Decided February 17, 1977.

*311 Rembert C. Cravey, for appellants.

Smith & Harrington, Will Ed Smith, for appellee.

MARSHALL, Judge.

Appellants Brown, husband and wife, appeal the grant of a directed verdict against them based upon a counterclaim by appellee Donahoo and the assessment of costs, also in favor of Donahoo. These two actions by the trial court constitute the sole enumerations of error.

The facts show that appellants brought a malicious prosecution complaint against Donahoo. Donahoo answered and counterclaimed for damages based upon an alleged fraudulent contract. The trial court directed a verdict on the counterclaim in favor of Donahoo. Thereafter, the jury returned a verdict for the defendant (Donahoo) and made no other award. In its judgment, the trial court directed that the plaintiffs take nothing, that *310 the complaint be dismissed on the merits and that Donahoo recover his costs of the action from the Browns. In their notice of appeal, the Browns directed the clerk of court to omit the transcript of evidence and proceedings from the record on appeal. Held:

1. Appellants ask this court to consider the propriety of the trial court's action in directing a verdict for the defendant Donahoo on the counterclaim. In the absence of a transcript both sides have argued facts in their briefs. "This court is a court for the correction of errors and its decision must be made on the record sent to this court by the clerk of the court below and not upon the briefs of counsel." Jenkins v. Bd. of Zoning Appeals of City of Columbus, 122 Ga. App. 412, 413 (177 SE2d 204). In the absence of a transcript of evidence we cannot consider the assignment of error dealing with the directed verdict. Scott Properties, Inc. v. Lawson, 124 Ga. App. 158 (183 SE2d 238). When the only question for determination requires a consideration of the evidence and where no transcript of the evidence is contained in the record, the judgment of the trial court must be affirmed. Davis v. State, 117 Ga. App. 359, 360 (160 SE2d 670); Holloway v. Poppell, 114 Ga. App. 531 (152 SE2d 4).

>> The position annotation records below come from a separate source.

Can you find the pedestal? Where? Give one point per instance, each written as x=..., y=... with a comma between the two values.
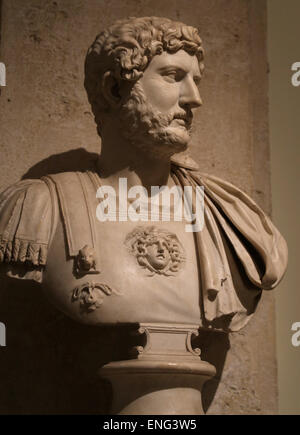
x=165, y=376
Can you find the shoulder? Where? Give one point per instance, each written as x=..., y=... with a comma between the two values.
x=25, y=222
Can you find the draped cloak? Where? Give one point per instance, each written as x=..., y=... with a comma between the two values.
x=240, y=252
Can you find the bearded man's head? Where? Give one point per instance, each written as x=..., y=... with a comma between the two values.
x=121, y=54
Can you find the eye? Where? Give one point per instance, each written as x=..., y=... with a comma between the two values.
x=197, y=80
x=173, y=76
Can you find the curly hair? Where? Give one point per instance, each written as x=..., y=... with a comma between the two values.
x=127, y=47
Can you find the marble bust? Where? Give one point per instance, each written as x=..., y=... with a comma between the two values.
x=142, y=78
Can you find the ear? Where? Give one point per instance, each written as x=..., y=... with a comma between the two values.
x=111, y=89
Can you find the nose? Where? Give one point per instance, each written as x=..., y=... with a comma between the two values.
x=160, y=246
x=189, y=94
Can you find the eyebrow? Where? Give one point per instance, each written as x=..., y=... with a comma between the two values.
x=179, y=68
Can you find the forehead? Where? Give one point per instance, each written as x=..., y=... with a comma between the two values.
x=181, y=60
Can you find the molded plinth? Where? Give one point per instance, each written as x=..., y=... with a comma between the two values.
x=166, y=377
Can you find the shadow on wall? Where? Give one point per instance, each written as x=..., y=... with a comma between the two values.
x=50, y=362
x=73, y=160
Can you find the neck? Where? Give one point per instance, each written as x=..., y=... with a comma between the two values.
x=120, y=159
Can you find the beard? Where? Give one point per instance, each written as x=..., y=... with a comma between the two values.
x=150, y=130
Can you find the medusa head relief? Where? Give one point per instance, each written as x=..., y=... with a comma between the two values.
x=157, y=250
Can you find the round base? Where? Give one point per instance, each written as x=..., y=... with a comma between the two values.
x=154, y=387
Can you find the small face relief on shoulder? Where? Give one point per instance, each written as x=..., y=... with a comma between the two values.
x=85, y=262
x=156, y=250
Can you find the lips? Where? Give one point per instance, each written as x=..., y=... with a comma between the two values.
x=184, y=119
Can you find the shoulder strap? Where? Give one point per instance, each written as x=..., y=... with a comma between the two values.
x=77, y=200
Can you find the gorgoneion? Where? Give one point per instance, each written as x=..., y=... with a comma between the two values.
x=164, y=204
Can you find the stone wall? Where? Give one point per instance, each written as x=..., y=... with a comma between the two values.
x=46, y=126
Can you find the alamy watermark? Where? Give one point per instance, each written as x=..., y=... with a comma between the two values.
x=2, y=335
x=296, y=76
x=164, y=204
x=2, y=74
x=296, y=336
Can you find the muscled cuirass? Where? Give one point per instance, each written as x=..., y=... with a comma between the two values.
x=120, y=270
x=127, y=285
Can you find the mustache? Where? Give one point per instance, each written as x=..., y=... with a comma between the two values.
x=186, y=115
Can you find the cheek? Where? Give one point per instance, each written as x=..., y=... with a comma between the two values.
x=161, y=95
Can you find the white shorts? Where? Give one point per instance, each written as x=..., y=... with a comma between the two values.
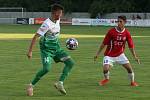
x=121, y=59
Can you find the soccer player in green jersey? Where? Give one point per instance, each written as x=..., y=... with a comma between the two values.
x=50, y=49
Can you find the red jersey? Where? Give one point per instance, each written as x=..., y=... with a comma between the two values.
x=116, y=41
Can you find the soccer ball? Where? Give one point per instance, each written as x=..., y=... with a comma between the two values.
x=71, y=43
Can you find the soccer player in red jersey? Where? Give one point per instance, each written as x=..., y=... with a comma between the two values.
x=114, y=42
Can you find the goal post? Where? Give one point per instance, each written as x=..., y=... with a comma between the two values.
x=21, y=10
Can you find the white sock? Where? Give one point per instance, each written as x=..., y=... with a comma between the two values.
x=131, y=76
x=106, y=75
x=61, y=82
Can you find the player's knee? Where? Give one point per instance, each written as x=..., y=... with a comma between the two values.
x=69, y=62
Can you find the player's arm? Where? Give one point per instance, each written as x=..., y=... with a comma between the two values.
x=101, y=47
x=29, y=54
x=41, y=31
x=131, y=47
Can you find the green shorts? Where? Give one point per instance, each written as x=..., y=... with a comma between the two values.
x=57, y=55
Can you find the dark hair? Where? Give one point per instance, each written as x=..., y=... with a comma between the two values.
x=56, y=7
x=122, y=17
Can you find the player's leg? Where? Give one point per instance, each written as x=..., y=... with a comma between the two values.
x=129, y=69
x=46, y=60
x=107, y=63
x=123, y=60
x=66, y=59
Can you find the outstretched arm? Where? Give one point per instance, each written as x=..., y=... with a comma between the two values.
x=102, y=46
x=134, y=55
x=29, y=54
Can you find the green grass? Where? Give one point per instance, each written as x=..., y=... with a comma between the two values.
x=16, y=70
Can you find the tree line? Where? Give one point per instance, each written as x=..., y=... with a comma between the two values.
x=92, y=6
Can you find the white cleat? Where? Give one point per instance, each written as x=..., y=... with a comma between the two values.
x=30, y=90
x=59, y=86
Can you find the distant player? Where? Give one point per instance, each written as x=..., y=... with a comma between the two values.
x=114, y=42
x=50, y=49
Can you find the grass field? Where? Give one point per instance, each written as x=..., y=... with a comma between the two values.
x=16, y=70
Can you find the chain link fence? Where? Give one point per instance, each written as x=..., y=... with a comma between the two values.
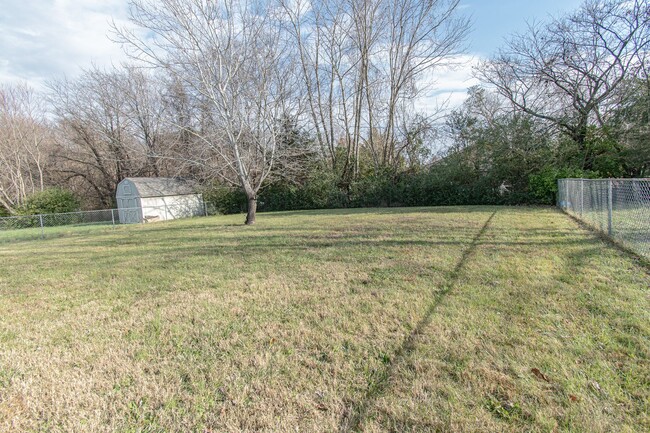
x=619, y=208
x=33, y=226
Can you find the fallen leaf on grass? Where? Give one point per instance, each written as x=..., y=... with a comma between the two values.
x=538, y=374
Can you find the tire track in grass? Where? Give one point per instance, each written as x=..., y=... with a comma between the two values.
x=356, y=411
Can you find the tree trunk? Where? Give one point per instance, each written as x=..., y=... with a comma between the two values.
x=252, y=209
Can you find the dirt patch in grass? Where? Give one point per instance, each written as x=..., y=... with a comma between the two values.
x=300, y=324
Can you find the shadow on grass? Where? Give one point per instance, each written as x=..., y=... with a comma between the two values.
x=355, y=413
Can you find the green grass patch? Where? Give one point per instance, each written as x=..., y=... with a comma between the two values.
x=423, y=319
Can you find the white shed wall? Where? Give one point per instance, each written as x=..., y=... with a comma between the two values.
x=171, y=207
x=128, y=203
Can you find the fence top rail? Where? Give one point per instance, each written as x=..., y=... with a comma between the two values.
x=618, y=179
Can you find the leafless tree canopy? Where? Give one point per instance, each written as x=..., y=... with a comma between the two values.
x=23, y=145
x=566, y=72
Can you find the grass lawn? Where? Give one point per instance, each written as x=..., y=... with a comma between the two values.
x=462, y=319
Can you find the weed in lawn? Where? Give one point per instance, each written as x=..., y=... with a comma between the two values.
x=206, y=325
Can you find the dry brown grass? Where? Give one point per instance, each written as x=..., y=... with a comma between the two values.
x=377, y=320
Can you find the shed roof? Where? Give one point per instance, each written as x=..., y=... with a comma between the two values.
x=163, y=186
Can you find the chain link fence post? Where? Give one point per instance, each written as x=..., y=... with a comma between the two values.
x=618, y=208
x=610, y=207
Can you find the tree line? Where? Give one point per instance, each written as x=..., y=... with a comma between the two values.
x=293, y=104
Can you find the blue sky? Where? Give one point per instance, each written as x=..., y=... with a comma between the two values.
x=496, y=19
x=42, y=40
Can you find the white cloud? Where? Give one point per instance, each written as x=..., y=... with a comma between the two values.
x=448, y=85
x=45, y=39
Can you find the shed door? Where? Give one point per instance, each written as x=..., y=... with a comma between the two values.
x=129, y=210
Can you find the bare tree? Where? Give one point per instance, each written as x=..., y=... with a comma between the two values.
x=231, y=59
x=363, y=62
x=566, y=72
x=23, y=153
x=110, y=126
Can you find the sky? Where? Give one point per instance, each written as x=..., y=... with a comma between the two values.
x=43, y=40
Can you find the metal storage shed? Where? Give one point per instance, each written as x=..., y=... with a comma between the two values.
x=148, y=199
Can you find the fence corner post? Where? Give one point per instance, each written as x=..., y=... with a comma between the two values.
x=40, y=218
x=609, y=207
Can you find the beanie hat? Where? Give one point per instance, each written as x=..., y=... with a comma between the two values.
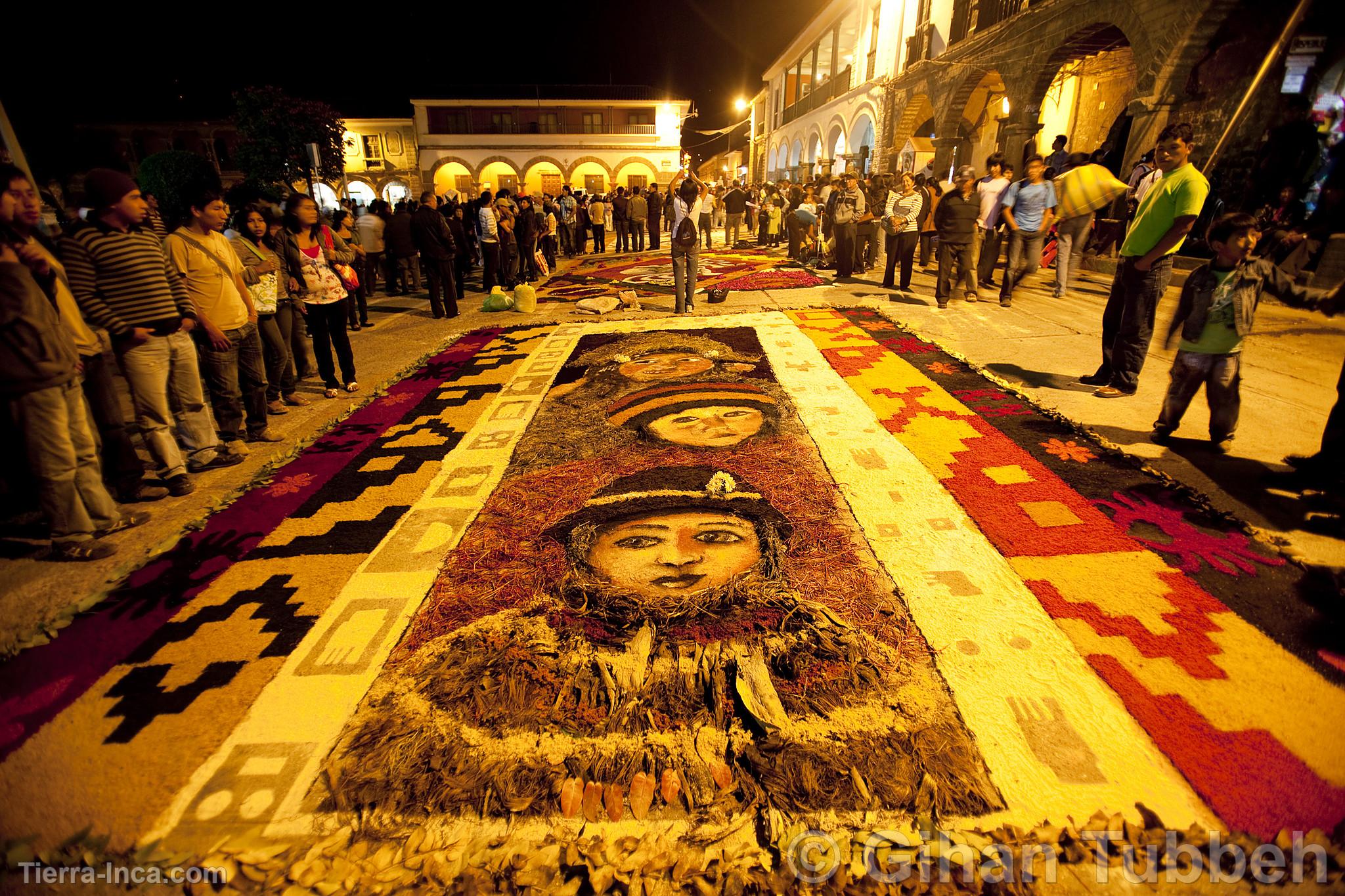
x=643, y=408
x=674, y=488
x=105, y=187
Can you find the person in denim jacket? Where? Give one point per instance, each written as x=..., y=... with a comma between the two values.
x=1215, y=314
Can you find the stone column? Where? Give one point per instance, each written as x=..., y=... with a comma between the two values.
x=943, y=148
x=1013, y=140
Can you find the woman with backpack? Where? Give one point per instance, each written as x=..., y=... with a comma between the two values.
x=311, y=253
x=264, y=272
x=689, y=200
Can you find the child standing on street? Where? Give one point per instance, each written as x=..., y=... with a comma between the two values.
x=1215, y=314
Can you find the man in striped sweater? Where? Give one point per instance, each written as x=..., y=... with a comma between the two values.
x=124, y=282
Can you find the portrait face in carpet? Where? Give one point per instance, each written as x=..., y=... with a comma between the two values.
x=670, y=589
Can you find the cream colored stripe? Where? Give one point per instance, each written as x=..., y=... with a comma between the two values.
x=307, y=704
x=993, y=641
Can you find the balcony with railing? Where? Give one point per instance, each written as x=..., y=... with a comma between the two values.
x=821, y=96
x=920, y=45
x=973, y=16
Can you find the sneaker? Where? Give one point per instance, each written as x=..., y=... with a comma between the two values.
x=79, y=551
x=142, y=494
x=127, y=522
x=181, y=485
x=221, y=459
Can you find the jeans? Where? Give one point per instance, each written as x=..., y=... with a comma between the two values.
x=328, y=326
x=1220, y=373
x=1024, y=258
x=440, y=273
x=926, y=247
x=121, y=467
x=866, y=245
x=490, y=265
x=734, y=228
x=237, y=382
x=1128, y=323
x=686, y=267
x=64, y=458
x=290, y=319
x=373, y=264
x=845, y=249
x=159, y=367
x=1071, y=237
x=988, y=254
x=950, y=253
x=357, y=309
x=280, y=368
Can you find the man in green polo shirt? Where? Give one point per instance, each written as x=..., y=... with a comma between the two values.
x=1165, y=217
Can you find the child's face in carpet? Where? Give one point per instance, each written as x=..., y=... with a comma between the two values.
x=715, y=426
x=665, y=366
x=676, y=553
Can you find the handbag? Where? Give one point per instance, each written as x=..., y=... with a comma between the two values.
x=349, y=278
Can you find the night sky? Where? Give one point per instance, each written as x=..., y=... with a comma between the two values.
x=136, y=69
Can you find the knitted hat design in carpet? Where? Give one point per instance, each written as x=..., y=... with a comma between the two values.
x=697, y=414
x=674, y=488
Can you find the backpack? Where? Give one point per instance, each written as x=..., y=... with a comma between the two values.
x=685, y=236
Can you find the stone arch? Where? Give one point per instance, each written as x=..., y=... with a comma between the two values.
x=813, y=148
x=541, y=160
x=917, y=109
x=491, y=160
x=569, y=172
x=440, y=163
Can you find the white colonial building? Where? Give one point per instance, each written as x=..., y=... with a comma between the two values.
x=826, y=92
x=590, y=137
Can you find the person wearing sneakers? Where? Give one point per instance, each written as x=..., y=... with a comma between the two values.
x=232, y=355
x=956, y=219
x=123, y=281
x=39, y=381
x=1028, y=207
x=1166, y=214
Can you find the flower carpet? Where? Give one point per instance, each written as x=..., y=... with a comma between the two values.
x=651, y=273
x=681, y=587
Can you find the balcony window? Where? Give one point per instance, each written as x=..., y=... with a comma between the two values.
x=447, y=121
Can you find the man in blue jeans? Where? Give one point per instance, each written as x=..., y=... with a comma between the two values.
x=1026, y=207
x=231, y=345
x=1165, y=217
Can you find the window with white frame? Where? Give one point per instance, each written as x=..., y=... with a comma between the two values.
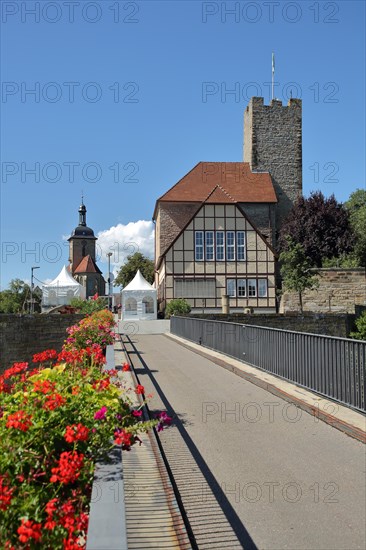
x=199, y=256
x=194, y=288
x=252, y=288
x=220, y=246
x=230, y=246
x=240, y=245
x=242, y=288
x=210, y=255
x=262, y=288
x=231, y=287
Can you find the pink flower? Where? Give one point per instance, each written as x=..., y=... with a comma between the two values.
x=100, y=415
x=164, y=420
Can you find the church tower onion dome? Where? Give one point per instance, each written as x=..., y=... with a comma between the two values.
x=82, y=230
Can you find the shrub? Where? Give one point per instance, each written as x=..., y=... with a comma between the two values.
x=178, y=306
x=56, y=420
x=93, y=329
x=360, y=323
x=89, y=306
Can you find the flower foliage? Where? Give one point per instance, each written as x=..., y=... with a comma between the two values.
x=57, y=417
x=93, y=329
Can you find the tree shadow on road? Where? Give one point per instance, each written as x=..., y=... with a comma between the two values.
x=210, y=507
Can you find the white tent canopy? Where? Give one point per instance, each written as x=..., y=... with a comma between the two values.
x=139, y=299
x=61, y=290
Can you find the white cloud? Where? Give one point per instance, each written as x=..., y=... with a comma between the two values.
x=123, y=240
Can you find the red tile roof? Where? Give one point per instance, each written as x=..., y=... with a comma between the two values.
x=87, y=265
x=222, y=182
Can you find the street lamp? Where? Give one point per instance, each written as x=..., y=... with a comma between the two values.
x=109, y=254
x=32, y=285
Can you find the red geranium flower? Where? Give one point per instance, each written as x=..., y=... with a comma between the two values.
x=54, y=401
x=44, y=386
x=29, y=530
x=101, y=385
x=19, y=421
x=69, y=466
x=46, y=355
x=76, y=432
x=5, y=494
x=14, y=370
x=121, y=437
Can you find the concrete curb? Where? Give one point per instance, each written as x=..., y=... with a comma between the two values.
x=272, y=384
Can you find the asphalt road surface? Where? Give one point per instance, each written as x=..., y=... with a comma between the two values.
x=253, y=471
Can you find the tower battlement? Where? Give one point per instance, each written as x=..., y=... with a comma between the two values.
x=273, y=143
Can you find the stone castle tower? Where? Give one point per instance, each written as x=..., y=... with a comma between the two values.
x=273, y=143
x=82, y=257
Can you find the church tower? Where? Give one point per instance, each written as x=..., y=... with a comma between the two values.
x=82, y=257
x=273, y=143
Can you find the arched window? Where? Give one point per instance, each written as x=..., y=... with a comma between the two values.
x=131, y=305
x=149, y=304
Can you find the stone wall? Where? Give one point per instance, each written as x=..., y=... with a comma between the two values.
x=273, y=143
x=339, y=291
x=329, y=325
x=23, y=335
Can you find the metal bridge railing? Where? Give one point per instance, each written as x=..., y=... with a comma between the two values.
x=333, y=367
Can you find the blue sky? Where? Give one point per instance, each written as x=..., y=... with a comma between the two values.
x=129, y=96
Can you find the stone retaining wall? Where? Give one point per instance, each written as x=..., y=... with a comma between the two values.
x=339, y=290
x=23, y=335
x=329, y=325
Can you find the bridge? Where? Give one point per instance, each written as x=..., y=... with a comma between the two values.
x=251, y=460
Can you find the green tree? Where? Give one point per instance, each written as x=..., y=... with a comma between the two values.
x=178, y=306
x=360, y=323
x=356, y=206
x=321, y=225
x=15, y=298
x=129, y=269
x=296, y=269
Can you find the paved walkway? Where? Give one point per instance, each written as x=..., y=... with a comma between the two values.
x=254, y=471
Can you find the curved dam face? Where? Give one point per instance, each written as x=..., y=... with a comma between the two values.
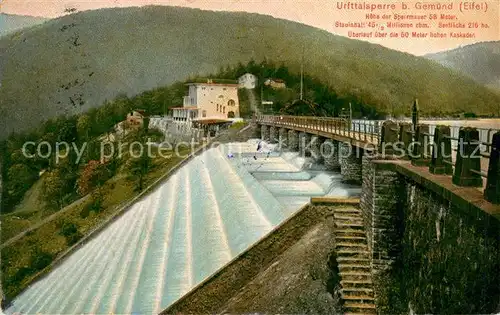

2. The second enumeration of error likewise is without merit. In entering the judgment upon the verdict the trial court assessed costs against the plaintiffs. Code § 24-3401 provides that: "In all civil cases ... the party who shall ... fail or be cast in such suit shall be liable for the costs thereof." In this case the Browns sought damages as plaintiffs against Donahoo as defendant. The Browns failed in their recovery. Therefore they are bound to pay the costs. Markham v. Ross, 73 Ga. 105; King v. Cox, 130 Ga. App. 91, 94 (202 SE2d 216). The parties agreed that the judgment of the trial court is limited to the court costs. By assessing the costs of court against the losing party the trial court merely applied the dictates of the law as it exists. Its action was not only proper but was mandated by statute.

Judgment affirmed. Deen, P. J., and Webb, J., concur.